本文章中使用的算法和例子来源于bilibili中西湖大学赵世钰老师的【强化学习的数学原理】课程。网址:第5课-蒙特卡洛方法(MC Basic算法例子)_哔哩哔哩_bilibili
目录
一、任务目标
1、初始的策略已给出
2、使用MC Basic算法去更新策略
3、出界回馈为-1,禁止区域回馈为-10,目标区域回馈为1,折扣累计奖赏参数为0.9
二、细节分析
1、为达到步数动态调整的效果,使用递归函数get_expected_reward()来完成。
2、迭代的终止条件为,每一次调整的策略和未调整前的策略一样,即策略未更新。
三、代码演示
import numpy as np
class Behrman:
# 属性
n, m = None, None # 棋盘的行数和列数
xx, yy = [-1, 0, 1, 0, 0], [0, 1, 0, -1, 0] # 五种行动(上、右、下、左、静止)
s = "↑→↓←O" # 用于显示的行动符号
_lambda = 0.9 # 折扣因子
# 矩阵
chessboard = [
["***"],
["**#"],
["#*x"]
]
policy = [
[1, 3, 2],
[2, 3, 3],
[2, 2, 0]
]
Punishment = None
def __init__(self):
self.n, self.m = len(self.chessboard), len(self.chessboard[0][0])
self.init_matrix()
def init_matrix(self):
"""初始化棋盘矩阵、奖惩值矩阵、状态和策略矩阵。"""
self.chessboard = [list(row[0]) for row in self.chessboard]

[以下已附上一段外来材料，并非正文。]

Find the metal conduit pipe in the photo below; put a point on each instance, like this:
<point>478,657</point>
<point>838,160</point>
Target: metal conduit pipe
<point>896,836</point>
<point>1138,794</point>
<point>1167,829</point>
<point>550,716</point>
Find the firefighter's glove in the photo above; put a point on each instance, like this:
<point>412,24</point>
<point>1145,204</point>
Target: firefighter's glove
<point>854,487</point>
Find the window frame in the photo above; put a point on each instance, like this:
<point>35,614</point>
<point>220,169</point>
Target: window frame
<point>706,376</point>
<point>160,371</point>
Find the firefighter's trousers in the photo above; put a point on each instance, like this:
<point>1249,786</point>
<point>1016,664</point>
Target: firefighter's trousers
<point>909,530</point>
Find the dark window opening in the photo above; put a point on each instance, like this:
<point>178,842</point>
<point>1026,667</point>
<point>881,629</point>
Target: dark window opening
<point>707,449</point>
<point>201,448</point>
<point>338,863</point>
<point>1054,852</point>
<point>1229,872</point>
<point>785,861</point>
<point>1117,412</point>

self.states = [[0] * self.m for _ in range(self.n)]
self.Punishment = [[0 if cell == "*" else (-10 if cell == "#" else 1)

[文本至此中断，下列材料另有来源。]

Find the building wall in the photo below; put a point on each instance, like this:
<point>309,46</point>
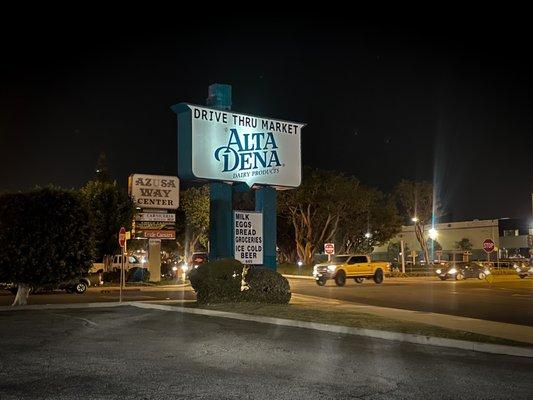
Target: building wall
<point>450,233</point>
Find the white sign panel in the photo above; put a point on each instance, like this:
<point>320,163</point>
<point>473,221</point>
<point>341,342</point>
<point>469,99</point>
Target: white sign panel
<point>154,191</point>
<point>158,217</point>
<point>228,146</point>
<point>248,235</point>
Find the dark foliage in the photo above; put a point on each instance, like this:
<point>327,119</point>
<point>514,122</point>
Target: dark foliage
<point>45,237</point>
<point>220,282</point>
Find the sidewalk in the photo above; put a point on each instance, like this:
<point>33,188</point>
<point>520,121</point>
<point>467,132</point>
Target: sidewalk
<point>519,333</point>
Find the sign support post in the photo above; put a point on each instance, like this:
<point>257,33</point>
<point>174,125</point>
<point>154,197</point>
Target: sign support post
<point>122,243</point>
<point>220,193</point>
<point>265,202</point>
<point>402,249</point>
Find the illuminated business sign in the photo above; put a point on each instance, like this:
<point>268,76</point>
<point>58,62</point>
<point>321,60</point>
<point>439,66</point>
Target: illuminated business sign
<point>248,237</point>
<point>154,191</point>
<point>229,146</point>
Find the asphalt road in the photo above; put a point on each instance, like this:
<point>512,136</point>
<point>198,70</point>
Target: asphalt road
<point>130,353</point>
<point>509,301</point>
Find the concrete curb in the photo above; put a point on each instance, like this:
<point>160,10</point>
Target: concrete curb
<point>299,277</point>
<point>64,306</point>
<point>395,336</point>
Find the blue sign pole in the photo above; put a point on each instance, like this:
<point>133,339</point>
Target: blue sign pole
<point>265,201</point>
<point>220,202</point>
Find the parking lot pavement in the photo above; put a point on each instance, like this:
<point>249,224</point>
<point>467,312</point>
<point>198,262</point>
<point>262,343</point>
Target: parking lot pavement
<point>126,352</point>
<point>507,301</point>
<point>105,294</point>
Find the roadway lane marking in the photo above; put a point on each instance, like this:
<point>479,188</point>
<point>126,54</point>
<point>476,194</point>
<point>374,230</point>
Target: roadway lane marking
<point>72,317</point>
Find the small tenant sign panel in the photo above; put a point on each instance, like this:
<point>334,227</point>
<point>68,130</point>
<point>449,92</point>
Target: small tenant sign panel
<point>159,217</point>
<point>248,237</point>
<point>329,248</point>
<point>154,191</point>
<point>228,146</point>
<point>488,245</point>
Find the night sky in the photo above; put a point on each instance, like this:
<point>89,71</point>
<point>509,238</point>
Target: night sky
<point>446,101</point>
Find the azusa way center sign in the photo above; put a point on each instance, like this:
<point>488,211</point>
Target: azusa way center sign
<point>220,145</point>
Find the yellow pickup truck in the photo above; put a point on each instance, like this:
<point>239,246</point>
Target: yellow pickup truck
<point>355,266</point>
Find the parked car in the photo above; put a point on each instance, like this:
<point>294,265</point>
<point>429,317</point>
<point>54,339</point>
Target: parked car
<point>356,266</point>
<point>522,268</point>
<point>463,270</point>
<point>77,285</point>
<point>198,259</point>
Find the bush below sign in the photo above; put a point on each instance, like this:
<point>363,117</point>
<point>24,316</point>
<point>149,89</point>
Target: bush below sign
<point>221,282</point>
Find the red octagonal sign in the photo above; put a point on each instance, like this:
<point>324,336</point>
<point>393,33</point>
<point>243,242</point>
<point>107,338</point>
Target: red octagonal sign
<point>488,245</point>
<point>122,237</point>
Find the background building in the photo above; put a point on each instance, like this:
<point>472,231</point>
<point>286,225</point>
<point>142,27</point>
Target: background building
<point>513,238</point>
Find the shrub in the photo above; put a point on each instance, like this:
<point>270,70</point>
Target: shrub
<point>266,286</point>
<point>220,282</point>
<point>111,276</point>
<point>45,237</point>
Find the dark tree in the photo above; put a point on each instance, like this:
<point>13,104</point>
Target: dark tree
<point>45,239</point>
<point>110,208</point>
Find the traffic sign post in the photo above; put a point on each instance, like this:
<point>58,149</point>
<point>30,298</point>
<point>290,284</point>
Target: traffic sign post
<point>329,249</point>
<point>122,243</point>
<point>488,246</point>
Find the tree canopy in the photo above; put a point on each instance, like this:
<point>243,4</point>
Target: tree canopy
<point>45,237</point>
<point>110,208</point>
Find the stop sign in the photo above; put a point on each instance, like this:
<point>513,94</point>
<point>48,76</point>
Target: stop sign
<point>122,237</point>
<point>488,245</point>
<point>329,248</point>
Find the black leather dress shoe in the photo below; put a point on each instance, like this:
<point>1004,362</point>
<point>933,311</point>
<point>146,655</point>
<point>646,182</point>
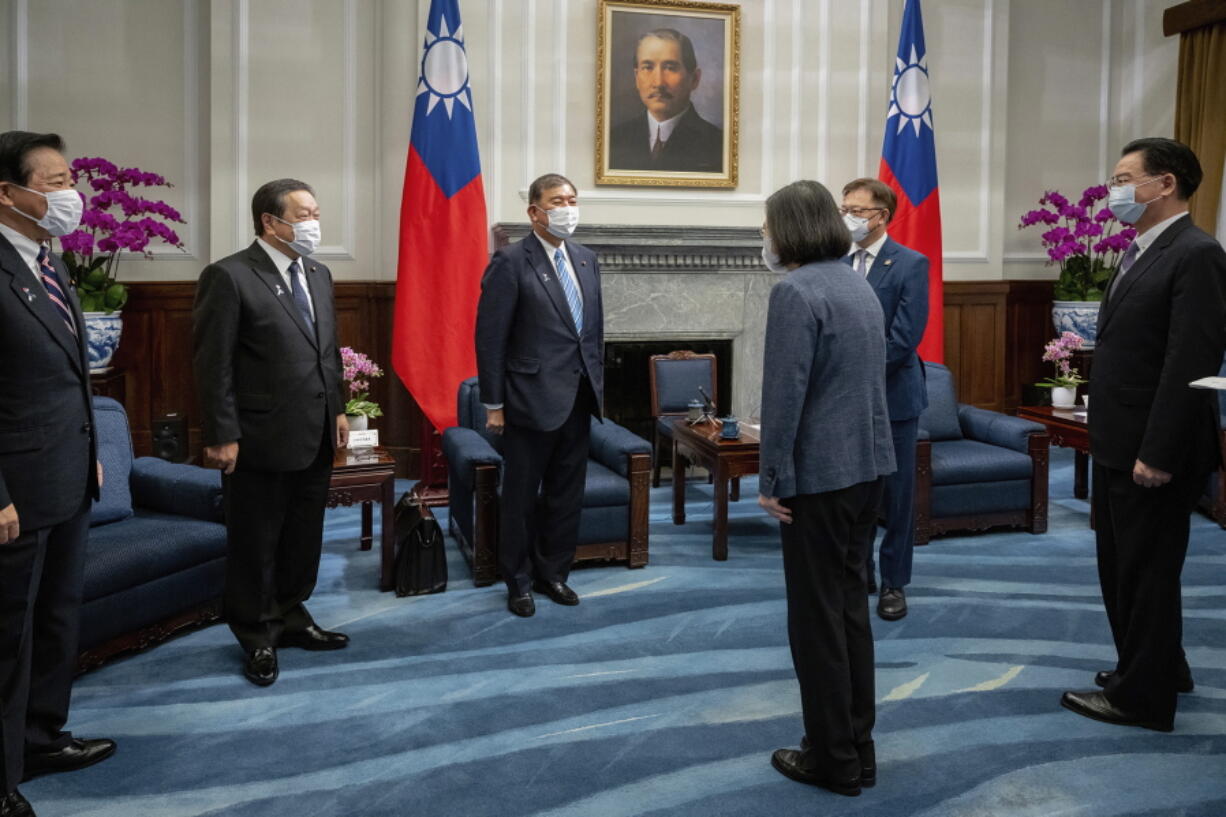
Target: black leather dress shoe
<point>558,591</point>
<point>14,805</point>
<point>788,763</point>
<point>867,762</point>
<point>1183,685</point>
<point>893,604</point>
<point>313,638</point>
<point>75,756</point>
<point>261,666</point>
<point>1095,704</point>
<point>521,605</point>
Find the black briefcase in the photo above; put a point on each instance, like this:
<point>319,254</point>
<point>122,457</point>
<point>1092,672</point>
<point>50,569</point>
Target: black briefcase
<point>421,560</point>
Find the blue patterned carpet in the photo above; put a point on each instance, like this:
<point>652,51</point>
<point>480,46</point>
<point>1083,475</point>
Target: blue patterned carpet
<point>662,694</point>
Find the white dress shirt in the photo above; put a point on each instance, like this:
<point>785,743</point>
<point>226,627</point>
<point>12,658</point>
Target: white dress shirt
<point>282,263</point>
<point>1145,239</point>
<point>871,253</point>
<point>662,130</point>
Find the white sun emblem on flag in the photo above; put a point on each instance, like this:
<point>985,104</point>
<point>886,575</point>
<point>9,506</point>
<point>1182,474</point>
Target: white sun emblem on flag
<point>911,97</point>
<point>445,69</point>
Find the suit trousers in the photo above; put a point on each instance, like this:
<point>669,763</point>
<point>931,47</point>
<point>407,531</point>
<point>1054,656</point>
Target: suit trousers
<point>41,586</point>
<point>275,536</point>
<point>543,480</point>
<point>899,502</point>
<point>1142,542</point>
<point>828,623</point>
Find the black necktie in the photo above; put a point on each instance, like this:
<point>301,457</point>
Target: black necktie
<point>296,287</point>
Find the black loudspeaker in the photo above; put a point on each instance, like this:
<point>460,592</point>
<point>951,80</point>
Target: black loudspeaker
<point>171,437</point>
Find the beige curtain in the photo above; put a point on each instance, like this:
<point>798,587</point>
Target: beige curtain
<point>1200,113</point>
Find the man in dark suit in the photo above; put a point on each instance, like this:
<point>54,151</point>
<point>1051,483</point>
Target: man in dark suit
<point>269,377</point>
<point>541,363</point>
<point>671,136</point>
<point>899,276</point>
<point>1153,438</point>
<point>49,472</point>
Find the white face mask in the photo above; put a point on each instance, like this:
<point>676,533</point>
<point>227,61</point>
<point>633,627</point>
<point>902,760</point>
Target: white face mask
<point>63,211</point>
<point>562,221</point>
<point>856,226</point>
<point>307,236</point>
<point>1123,205</point>
<point>770,258</point>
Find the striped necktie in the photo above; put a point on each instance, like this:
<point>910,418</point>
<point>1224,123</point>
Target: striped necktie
<point>54,288</point>
<point>573,299</point>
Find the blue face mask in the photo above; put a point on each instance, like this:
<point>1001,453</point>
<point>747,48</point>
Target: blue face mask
<point>1123,205</point>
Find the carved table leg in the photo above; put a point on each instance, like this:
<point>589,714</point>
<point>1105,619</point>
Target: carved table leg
<point>678,486</point>
<point>720,542</point>
<point>367,525</point>
<point>1080,467</point>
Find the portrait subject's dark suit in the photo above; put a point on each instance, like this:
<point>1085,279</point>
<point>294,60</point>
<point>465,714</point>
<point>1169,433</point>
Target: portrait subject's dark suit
<point>272,383</point>
<point>1161,326</point>
<point>48,456</point>
<point>899,276</point>
<point>549,379</point>
<point>695,145</point>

for cell in row] for row in self.chessboard]
def next_point(self, x, y, i):
"""计算下一个位置的坐标,如果越界返回-1。"""
wall = 0
nx, ny = x + self.xx[i], y + self.yy[i]
if 0 <= nx < self.n and 0 <= ny < self.m:
return nx, ny, wall
else:
wall = 1
return x, y, wall
def action(self, x, y, i):
"""返回给定行动的奖惩值。"""
next_pos = self.next_point(x, y, i)
if next_pos[2] == 1:
return -1
else:
return self.Punishment[next_pos[0]][next_pos[1]]

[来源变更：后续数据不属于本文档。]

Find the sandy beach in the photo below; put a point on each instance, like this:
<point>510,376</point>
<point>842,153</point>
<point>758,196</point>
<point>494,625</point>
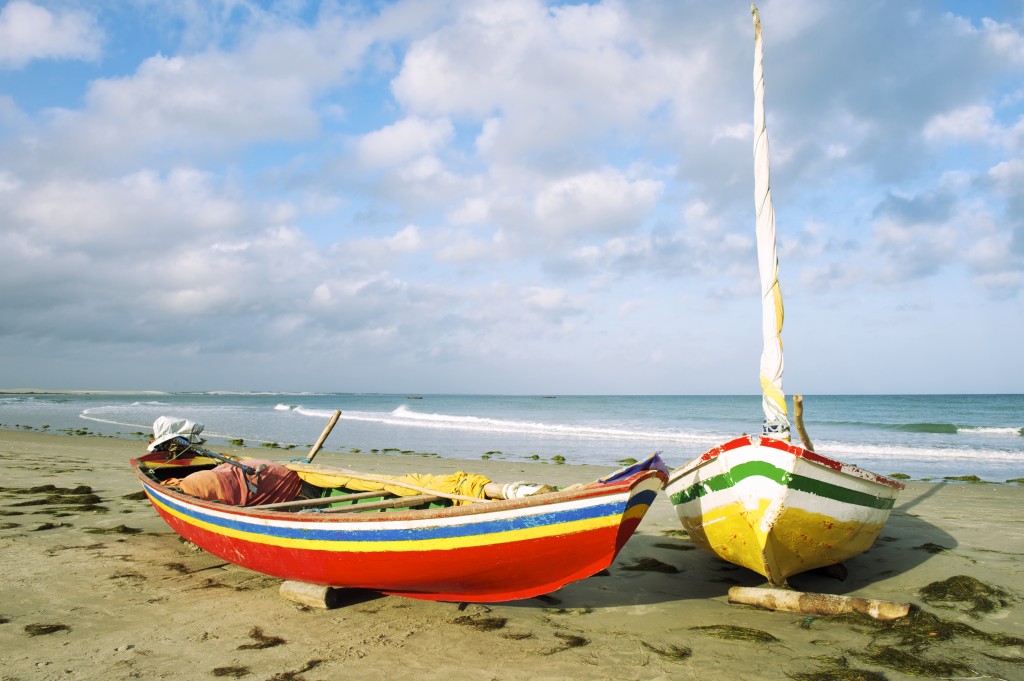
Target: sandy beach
<point>95,586</point>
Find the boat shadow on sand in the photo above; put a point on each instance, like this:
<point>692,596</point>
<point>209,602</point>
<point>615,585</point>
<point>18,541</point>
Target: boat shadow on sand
<point>660,564</point>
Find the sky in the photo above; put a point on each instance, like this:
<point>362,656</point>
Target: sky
<point>508,196</point>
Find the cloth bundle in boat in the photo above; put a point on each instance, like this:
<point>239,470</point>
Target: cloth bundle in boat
<point>226,483</point>
<point>467,484</point>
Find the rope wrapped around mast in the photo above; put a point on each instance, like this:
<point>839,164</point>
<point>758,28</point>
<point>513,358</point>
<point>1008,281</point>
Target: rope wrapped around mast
<point>776,422</point>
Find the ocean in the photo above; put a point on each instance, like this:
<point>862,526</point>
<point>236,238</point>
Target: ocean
<point>924,436</point>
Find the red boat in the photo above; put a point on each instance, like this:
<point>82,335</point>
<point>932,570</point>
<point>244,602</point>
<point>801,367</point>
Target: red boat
<point>423,546</point>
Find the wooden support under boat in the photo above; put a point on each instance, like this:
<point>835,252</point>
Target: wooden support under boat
<point>796,601</point>
<point>312,595</point>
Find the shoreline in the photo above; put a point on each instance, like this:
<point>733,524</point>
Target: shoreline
<point>269,451</point>
<point>115,594</point>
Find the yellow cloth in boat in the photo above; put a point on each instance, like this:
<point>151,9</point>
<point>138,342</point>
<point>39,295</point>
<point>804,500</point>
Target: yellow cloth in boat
<point>466,484</point>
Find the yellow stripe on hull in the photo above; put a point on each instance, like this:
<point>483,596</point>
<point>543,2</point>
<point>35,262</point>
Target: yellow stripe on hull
<point>408,545</point>
<point>795,542</point>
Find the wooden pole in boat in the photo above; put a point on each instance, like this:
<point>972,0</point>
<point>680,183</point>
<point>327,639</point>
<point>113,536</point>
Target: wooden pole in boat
<point>798,418</point>
<point>796,601</point>
<point>298,466</point>
<point>327,431</point>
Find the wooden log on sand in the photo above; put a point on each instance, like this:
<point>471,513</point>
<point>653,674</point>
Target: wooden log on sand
<point>796,601</point>
<point>312,595</point>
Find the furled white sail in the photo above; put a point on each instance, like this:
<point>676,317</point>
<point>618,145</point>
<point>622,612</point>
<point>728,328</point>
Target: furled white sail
<point>776,422</point>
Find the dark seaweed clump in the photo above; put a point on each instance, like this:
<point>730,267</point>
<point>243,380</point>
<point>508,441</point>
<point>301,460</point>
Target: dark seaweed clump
<point>674,652</point>
<point>651,565</point>
<point>481,624</point>
<point>261,640</point>
<point>838,669</point>
<point>734,633</point>
<point>903,644</point>
<point>965,589</point>
<point>43,630</point>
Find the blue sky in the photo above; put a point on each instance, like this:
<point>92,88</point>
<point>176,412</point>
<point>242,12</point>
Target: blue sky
<point>508,197</point>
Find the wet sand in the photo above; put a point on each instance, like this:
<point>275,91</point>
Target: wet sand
<point>95,586</point>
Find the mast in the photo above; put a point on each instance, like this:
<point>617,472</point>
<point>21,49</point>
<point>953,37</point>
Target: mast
<point>776,422</point>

def get_expected_reward(self, x, y, action, step_count):
"""递归计算前 `step_count` 步的累计奖励值。"""
if step_count == 0:
return 0
next_pos = self.next_point(x, y, action)
immediate_reward = self.action(x, y, action)
future_reward = self._lambda * self.get_expected_reward(
next_pos[0], next_pos[1], self.policy[next_pos[0]][next_pos[1]], step_count - 1
)
return immediate_reward + future_reward
def get_MCpolicy(self, step_count=3):
"""动态步数策略更新函数。"""
new_policy = [[0 for _ in range(self.m)] for _ in range(self.n)]
for x in range(self.n):
for y in range(self.m):
best_action = max(range(5), key=lambda i:
self.get_expected_reward(x, y, i, step_count)
)
new_policy[x][y] = best_action
return new_policy
def show_policy(self):
"""显示最终策略矩阵。"""
policy_display = "\n".join("\t".join(self.s[self.policy[x][y]] for y in range(self.m)) for x in range(self.n))
print(policy_display)
def run_policy_iteration(self, step_count=2):
"""蒙特卡洛算法,带有动态步数的策略迭代。"""
count = 0
flag = 1
while flag:
count += 1
new_policy = self.get_MCpolicy(step_count)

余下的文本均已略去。